The considerations drawn in this systemic review should be interpreted in the light of some limitations including the limited number of in vivo studies; the different parameters taken into account by each study and the lack of robust data on dosage, side effects and teratogenic effects. Moreover, although the quality of the studies was satisfactory overall, due to the high heterogeneity, the certainly of this evidence has been rated as moderate. Finally, the present review was not registered in the PROSPERO database.
Resveratrol is generally considered safe and well tolerated when consumed in moderate amounts through diet and in supplemental doses up to 5 g/day for a month [50,51]; however, the safety of high-dose supplementation, particularly over long periods, remains unclear. Potential side effects include gastrointestinal disturbances and interactions with medications. Therefore, it is crucial to conduct further and larger studies to determine the safe and effective dosage of resveratrol for improving female fertility. Considering its limited absorption after oral administration, particular attention should also be paid to resveratrol’s bioavailability and, in particular, to the different resveratrol-based technologies that can ameliorate resveratrol’s pharmacokinetic characteristics, exploiting its biopharmaceutical potential [52].

5. Conclusions

In conclusion, although it is not possible to define conclusive indications on resveratrol supplementation, the current evidence suggests that its utilization for women seeking fertility and during pregnancy could significantly and positively impact reproductive outcomes, particularly because of its potential therapeutic effects in improving ovarian function.

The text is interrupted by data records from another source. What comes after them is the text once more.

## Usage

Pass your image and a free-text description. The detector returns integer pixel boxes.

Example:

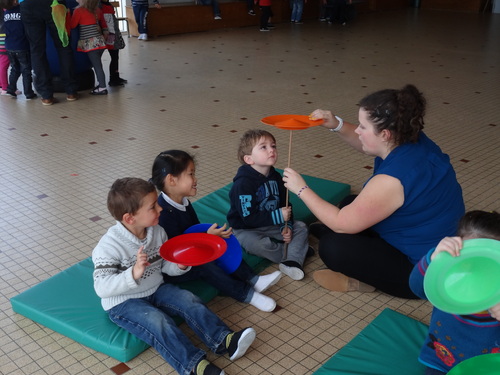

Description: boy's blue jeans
[107,284,232,375]
[163,260,257,303]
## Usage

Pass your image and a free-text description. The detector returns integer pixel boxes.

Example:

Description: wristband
[330,116,344,133]
[297,185,309,198]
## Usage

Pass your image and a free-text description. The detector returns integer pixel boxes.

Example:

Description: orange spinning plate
[260,115,323,130]
[160,233,227,266]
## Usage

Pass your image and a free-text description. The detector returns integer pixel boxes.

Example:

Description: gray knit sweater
[92,222,190,310]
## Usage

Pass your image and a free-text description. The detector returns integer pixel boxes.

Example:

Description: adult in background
[283,85,465,298]
[20,0,78,105]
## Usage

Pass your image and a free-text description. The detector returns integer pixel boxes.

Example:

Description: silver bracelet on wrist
[330,116,344,133]
[297,185,309,198]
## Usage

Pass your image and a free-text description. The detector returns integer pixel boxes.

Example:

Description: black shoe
[108,79,125,87]
[90,86,108,95]
[309,223,332,239]
[108,77,128,86]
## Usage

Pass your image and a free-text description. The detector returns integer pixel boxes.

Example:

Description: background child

Further studies are needed to better understand resveratrol’s potential in women in order to define the optimal doses and periods of intake to maximize beneficial effects and to prevent adverse effects on implantation, subsequent pregnancy and the fetus.

Author Contributions

Conceptualization, A.B. and M.C.; methodology, D.K.Y.; validation, V.G., J.S. and S.C.; formal analysis, D.P.; investigation, P.C.; data curation, P.C.; writing—original draft preparation, L.B. and A.B.; writing—review and editing, F.R.; visualization, J.G.; supervision, L.S.; project administration, A.B. All authors have read and agreed to the published version of the manuscript.

Funding

This research received no external funding.

Conflicts of Interest

Authors Damiano Pizzol and Susanna Caminada were employed by Eni SpA, but the paper is not reflecting a company involvement. The remaining authors declare that the research was conducted in the absence of any commercial or financial relationships that could be construed as a potential conflict of interest.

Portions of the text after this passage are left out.